Per tornare al nostro esempio iniziale, il .38 special è un calibro caratterizzato da un bossolo molto lungo ma, nonostante questo, non riesce a eguagliare le prestazioni energetiche del 9×21 che è più corto di ben 8 millimetri. Come è possibile? La ragione è determinata da fattori di tipo storico: il 9×21, che è la versione “italica” del 9×19 parabellum, è un calibro concepito fin dal principio per funzionare con le polveri senza fumo, con pressioni che oggi sono stabilite in ben 2.350 bar (metodo piezoelettrico).
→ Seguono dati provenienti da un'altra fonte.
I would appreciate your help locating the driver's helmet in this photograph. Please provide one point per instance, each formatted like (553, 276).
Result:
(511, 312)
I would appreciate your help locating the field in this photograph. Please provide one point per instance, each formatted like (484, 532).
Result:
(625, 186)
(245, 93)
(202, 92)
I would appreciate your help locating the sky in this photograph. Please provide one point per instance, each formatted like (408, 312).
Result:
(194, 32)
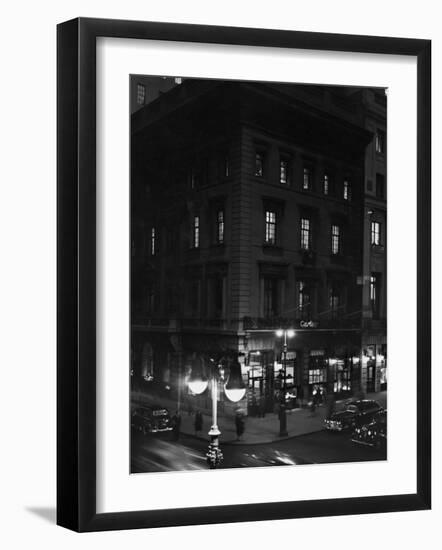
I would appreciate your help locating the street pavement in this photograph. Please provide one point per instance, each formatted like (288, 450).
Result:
(257, 430)
(162, 453)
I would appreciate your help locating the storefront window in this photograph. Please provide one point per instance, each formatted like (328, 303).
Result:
(341, 375)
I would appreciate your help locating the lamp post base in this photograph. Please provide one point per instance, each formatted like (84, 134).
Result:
(283, 422)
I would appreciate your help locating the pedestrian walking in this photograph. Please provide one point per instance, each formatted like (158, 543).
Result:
(262, 406)
(313, 405)
(176, 424)
(198, 422)
(331, 404)
(239, 424)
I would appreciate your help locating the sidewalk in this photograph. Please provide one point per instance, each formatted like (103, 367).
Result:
(260, 430)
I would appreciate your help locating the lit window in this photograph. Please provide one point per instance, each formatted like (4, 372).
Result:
(259, 164)
(375, 233)
(326, 184)
(307, 181)
(347, 190)
(380, 141)
(226, 166)
(193, 178)
(152, 241)
(380, 186)
(270, 227)
(141, 94)
(196, 232)
(220, 227)
(271, 306)
(283, 171)
(374, 294)
(334, 300)
(306, 236)
(336, 240)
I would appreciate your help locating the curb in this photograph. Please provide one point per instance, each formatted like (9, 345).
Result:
(233, 442)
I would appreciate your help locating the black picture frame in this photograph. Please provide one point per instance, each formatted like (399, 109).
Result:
(76, 295)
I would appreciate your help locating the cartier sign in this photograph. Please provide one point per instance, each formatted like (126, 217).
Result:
(308, 324)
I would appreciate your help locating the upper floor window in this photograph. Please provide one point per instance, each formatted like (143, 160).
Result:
(380, 186)
(193, 178)
(375, 237)
(220, 226)
(141, 94)
(306, 234)
(271, 301)
(336, 240)
(153, 244)
(304, 299)
(284, 171)
(326, 184)
(270, 227)
(380, 141)
(226, 166)
(374, 294)
(259, 164)
(346, 190)
(335, 299)
(196, 232)
(307, 179)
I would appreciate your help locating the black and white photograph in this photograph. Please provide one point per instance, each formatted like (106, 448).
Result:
(258, 278)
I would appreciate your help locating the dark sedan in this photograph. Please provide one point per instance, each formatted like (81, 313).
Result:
(354, 413)
(151, 420)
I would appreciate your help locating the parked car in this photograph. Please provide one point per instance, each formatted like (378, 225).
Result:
(354, 412)
(151, 419)
(373, 433)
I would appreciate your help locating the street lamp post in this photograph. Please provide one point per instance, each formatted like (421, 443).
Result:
(234, 390)
(285, 334)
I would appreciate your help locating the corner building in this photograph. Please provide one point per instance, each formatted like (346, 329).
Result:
(249, 214)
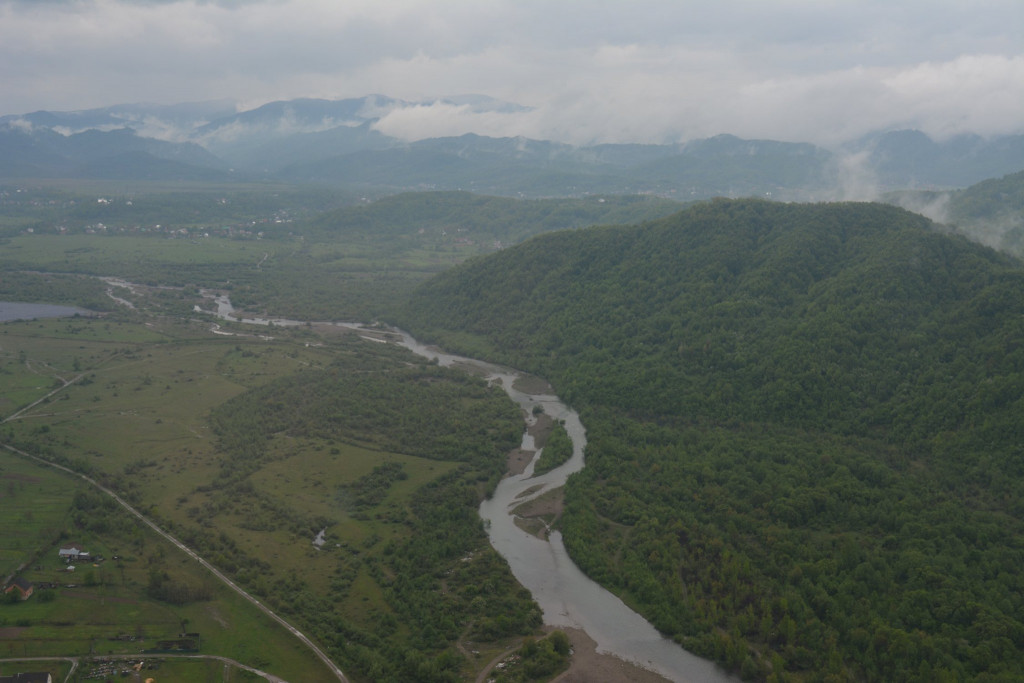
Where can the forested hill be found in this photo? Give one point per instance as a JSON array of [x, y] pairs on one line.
[[805, 438]]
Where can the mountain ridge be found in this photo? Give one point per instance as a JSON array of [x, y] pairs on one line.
[[340, 141]]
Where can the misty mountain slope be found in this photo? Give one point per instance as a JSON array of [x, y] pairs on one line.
[[480, 218], [992, 211], [94, 154], [911, 159], [805, 443], [728, 166], [340, 142]]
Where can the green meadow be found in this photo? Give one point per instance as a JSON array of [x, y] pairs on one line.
[[130, 399]]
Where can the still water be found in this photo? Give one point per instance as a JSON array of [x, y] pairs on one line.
[[566, 596], [10, 310]]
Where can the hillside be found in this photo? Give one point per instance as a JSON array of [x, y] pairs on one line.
[[804, 428], [992, 210]]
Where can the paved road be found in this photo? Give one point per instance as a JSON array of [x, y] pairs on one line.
[[188, 551], [75, 662]]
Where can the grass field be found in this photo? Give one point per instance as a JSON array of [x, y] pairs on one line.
[[136, 418]]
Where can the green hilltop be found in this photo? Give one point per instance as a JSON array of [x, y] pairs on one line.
[[804, 428]]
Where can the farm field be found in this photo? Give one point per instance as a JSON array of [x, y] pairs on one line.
[[143, 404]]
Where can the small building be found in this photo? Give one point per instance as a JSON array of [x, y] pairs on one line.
[[71, 551], [23, 587]]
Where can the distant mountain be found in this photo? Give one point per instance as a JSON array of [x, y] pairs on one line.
[[803, 423], [991, 211], [337, 142], [910, 159], [157, 118], [93, 154]]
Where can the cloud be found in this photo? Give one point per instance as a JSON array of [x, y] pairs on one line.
[[647, 71]]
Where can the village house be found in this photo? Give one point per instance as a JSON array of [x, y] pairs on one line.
[[73, 552]]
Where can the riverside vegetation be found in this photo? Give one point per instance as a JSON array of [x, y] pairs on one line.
[[803, 454], [247, 447], [804, 429]]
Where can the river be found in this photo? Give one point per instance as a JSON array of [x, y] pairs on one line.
[[11, 310], [566, 596]]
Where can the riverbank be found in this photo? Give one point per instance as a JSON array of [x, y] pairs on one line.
[[587, 665]]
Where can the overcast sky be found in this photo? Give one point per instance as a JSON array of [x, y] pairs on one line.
[[648, 71]]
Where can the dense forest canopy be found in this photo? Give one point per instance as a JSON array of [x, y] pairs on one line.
[[805, 446]]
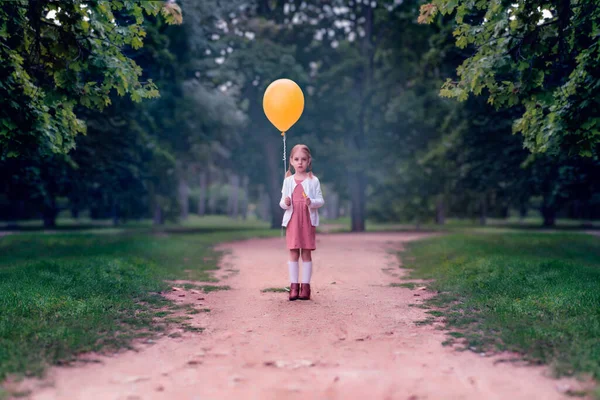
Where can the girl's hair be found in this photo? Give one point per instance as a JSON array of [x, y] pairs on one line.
[[296, 148]]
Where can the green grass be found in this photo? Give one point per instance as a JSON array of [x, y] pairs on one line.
[[63, 294], [531, 293]]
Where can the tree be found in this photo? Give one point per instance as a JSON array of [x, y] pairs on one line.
[[541, 55], [58, 55]]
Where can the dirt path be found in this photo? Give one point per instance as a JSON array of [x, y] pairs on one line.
[[356, 339]]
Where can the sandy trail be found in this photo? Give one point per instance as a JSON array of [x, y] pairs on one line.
[[356, 339]]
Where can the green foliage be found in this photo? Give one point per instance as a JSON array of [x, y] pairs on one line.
[[94, 292], [533, 294], [58, 56], [545, 62]]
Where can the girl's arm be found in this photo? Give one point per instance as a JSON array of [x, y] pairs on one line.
[[282, 201], [318, 201]]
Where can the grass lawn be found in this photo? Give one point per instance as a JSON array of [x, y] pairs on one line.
[[63, 294], [536, 294]]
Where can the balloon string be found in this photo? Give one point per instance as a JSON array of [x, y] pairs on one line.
[[284, 153], [284, 170]]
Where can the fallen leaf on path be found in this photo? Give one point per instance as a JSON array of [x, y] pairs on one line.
[[288, 364], [132, 379]]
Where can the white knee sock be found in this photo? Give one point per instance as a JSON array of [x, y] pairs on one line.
[[306, 271], [294, 271]]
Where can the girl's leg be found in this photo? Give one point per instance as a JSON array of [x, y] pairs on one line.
[[306, 265], [294, 272], [293, 265]]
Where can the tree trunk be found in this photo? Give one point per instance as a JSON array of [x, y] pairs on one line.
[[549, 214], [357, 180], [274, 179], [244, 208], [115, 213], [50, 212], [333, 205], [523, 209], [158, 215], [203, 191], [440, 211], [212, 196], [357, 185], [482, 210], [183, 191], [234, 190]]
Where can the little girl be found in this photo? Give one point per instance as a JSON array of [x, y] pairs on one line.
[[300, 198]]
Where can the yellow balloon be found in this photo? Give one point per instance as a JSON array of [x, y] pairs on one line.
[[283, 103]]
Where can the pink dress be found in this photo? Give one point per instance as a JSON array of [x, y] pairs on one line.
[[300, 233]]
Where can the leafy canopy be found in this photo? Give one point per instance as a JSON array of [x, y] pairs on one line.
[[56, 56]]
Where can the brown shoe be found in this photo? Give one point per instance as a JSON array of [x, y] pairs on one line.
[[294, 289], [304, 291]]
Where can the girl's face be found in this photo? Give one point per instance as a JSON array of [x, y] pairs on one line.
[[300, 161]]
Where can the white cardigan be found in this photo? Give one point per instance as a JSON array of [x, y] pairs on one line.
[[312, 188]]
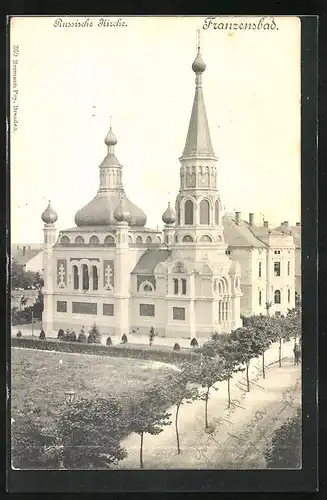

Il .38 special, anch’esso concepito fin dalla sua origine (1899) a polvere infume, deriva però da un calibro molto più antico, cioè il .38 long Colt, nato con la polvere nera (molto più voluminosa). In questo caso l’allungamento del bossolo non serviva per garantire un aumento delle prestazioni, bensì per impedire che la nuova cartuccia (che ha una pressione di esercizio di 1.500 bar) potesse essere accidentalmente camerata nei vecchi revolver camerati per il .38 long Colt (che lavora con una pressione massima di 900 bar), determinando danni all’arma e al tiratore. Lo stesso discorso è avvenuto per il .357 magnum (1935), sviluppato partendo dal .38 special e ulteriormente allungato per evitarne l’inserimento nei tamburi delle vecchie armi, considerando che la pressione di esercizio risulta praticamente doppia (3.000 bar). Naturalmente è possibile, in special modo con i moderni propellenti, far raggiungere le prestazioni del .357 magnum anche a una cartuccia assemblata con un bossolo .38 special, non c’è bisogno di disporre di quei 2,5 mm in più di lunghezza del bossolo .357 magnum. Ciò premesso, in realtà è sempre opportuno utilizzare bossoli .357 magnum quando si vogliono raggiungere le relative prestazioni, perché i bossoli “nativi” .357 sono anche più robusti al fondello.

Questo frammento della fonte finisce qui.